Por la adhesión plena de nuestro espíritu al Espíritu de Dios, nos hacemos un mismo espíritu con El.
Adherirse a alguna cosa es estarle asida, unida indisolublemente. La rama se adhiere al tronco que la sustenta, y esta adherencia es la ley de su vida, el origen de su hermosura, la causa de su fecundidad. Separada del tronco se seca y se muere.
Adherirse a alguno supone un acto más grande. Es asentir a todos los quereres, a todos los pensamientos, a todos los deseos y a todas las afecciones del ser con el cual identificarnos.
Adherirse a Jesucristo es asentir plenamente a todo lo que El quiere, permite u ordena; someterse a todos los decretos de su Providencia y a todos los acontecimientos que disponga.
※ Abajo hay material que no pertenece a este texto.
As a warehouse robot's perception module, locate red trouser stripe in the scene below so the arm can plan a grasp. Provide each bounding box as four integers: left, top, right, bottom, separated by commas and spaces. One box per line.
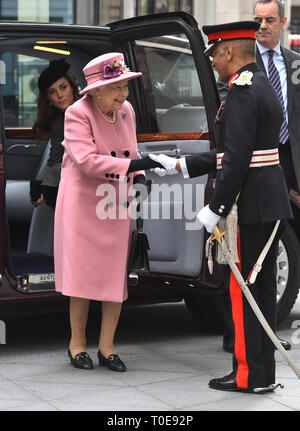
229, 236, 249, 389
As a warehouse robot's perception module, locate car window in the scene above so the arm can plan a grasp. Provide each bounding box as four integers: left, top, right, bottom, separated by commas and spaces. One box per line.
136, 36, 207, 133
0, 52, 49, 127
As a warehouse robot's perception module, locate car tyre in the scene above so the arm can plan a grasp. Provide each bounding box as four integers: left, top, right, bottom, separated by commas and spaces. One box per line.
277, 223, 300, 324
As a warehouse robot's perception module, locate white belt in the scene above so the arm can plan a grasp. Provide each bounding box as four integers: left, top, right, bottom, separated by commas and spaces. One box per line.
217, 148, 279, 169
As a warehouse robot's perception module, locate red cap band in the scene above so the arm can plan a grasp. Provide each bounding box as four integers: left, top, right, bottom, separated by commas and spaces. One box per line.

En una palabra, es amar lo que ama, reprobar lo que reprueba, aborrecer lo que El odia, querer lo que El quiere y en el grado que lo quiere.
Sin abdicar nuestra personalidad, sin sacrificar nuestro libre albedrío, que es la mayor cualidad de un ser razonable, es subir más alto, desprender estas nobles facultades de las regiones inferiores donde se ejercitan, para hacerles obrar divinamente por su unión y adhesión total al Espíritu de Dios.